Haas, el presunto asesino de Santa Teresa, es el hijo único de la única hermana de Reiter, de nombre Lotte, a la que este quiere y venera por encima de todas las cosas. Lotte es el amor y es la bondad y es, por supuesto, un misterio insondable que solo nos es dado contemplar a través de la mirada nostálgica y llena de afecto de su hermano. Lotte ha viajado a México dispuesta a hacer todo lo que esté en sus manos para sacar a su hijo de la cárcel. Reiter, al conocer la noticia, viaja a México, entendemos que a ayudar a su hermana. Y ahí, cuando Reiter toma el avión, termina 2666. La escena que no vemos, la del encuentro entre Reiter y su sobrino, es muy difícil de imaginar, es, casi, un cortocircuito. Si Haas es el asesino, es verosímil pensar que Reiter viaja a México para ajusticiarlo, como hizo con Sammer. Es verosímil e imposible, pues el amor de Reiter hacia su hermana no es de este mundo. Sin embargo, todo indica que Haas no es el asesino, al menos, no es el único asesino, en la medida en que los crímenes han seguido sucediéndose tras su encarcelamiento. Bolaño suspende la trama en ese momento, algo muy habitual en él, por otro lado, donde abundan los personajes que se van, se ocultan o que, sin mediar palabra, se pierden de vista. Son todos gente que se aleja.
* “La muerte es un automóvil con dos o tres amigos lejanos.

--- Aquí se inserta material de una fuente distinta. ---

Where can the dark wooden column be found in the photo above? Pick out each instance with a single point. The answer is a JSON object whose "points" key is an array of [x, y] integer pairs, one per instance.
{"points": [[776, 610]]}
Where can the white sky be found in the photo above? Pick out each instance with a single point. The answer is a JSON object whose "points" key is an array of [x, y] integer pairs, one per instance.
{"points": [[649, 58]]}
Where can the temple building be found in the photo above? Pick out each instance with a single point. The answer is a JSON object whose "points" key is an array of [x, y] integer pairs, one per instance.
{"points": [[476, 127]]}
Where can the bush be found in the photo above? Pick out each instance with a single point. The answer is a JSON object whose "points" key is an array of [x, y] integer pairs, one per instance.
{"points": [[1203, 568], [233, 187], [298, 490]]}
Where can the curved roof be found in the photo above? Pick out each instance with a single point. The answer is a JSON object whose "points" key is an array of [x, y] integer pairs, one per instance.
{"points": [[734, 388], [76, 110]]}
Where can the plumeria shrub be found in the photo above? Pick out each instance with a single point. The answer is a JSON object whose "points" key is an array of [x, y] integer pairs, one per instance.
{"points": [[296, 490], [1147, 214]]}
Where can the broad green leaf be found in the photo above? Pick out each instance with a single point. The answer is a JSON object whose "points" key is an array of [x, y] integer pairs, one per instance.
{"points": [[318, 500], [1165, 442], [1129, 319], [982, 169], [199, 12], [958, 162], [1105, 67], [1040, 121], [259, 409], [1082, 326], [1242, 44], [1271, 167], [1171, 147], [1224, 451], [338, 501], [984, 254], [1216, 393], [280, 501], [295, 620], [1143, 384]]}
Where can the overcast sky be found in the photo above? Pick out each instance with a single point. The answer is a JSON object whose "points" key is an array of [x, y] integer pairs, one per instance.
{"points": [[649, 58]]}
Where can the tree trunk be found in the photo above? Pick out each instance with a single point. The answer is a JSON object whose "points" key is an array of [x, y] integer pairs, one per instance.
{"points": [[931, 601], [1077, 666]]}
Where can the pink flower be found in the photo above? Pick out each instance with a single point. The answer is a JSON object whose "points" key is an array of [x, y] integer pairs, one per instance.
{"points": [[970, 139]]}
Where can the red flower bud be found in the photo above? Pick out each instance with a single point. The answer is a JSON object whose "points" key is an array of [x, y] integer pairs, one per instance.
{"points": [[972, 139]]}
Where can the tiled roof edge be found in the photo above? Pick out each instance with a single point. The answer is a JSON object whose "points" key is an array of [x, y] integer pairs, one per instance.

Rostros que no puedo olvidar: cerúleos, fríos, a un paso tan sólo del atardecer” (Roberto Bolaño).
* El tío Hans, Tío y sobrino o Hans y Haas habrían sido posibles títulos de 2666 de haberse escrito en el siglo XVIII. Pero Bolaño desvió la mirada del drama familiar y optó por lo satánico y lo apocalíptico y, por si alguien tenía dudas sobre el malditismo que excitaba su energía verbal, decidió arrancar la novela con un epígrafe en el que Baudelaire reescribe una línea de Poe.
* “Un oasis de fatalidad en un desierto de horror” (Poe, “William Wilson”).
* “Un oasis de horror en un desierto de aburrimiento” (Baudelaire, “El viaje”).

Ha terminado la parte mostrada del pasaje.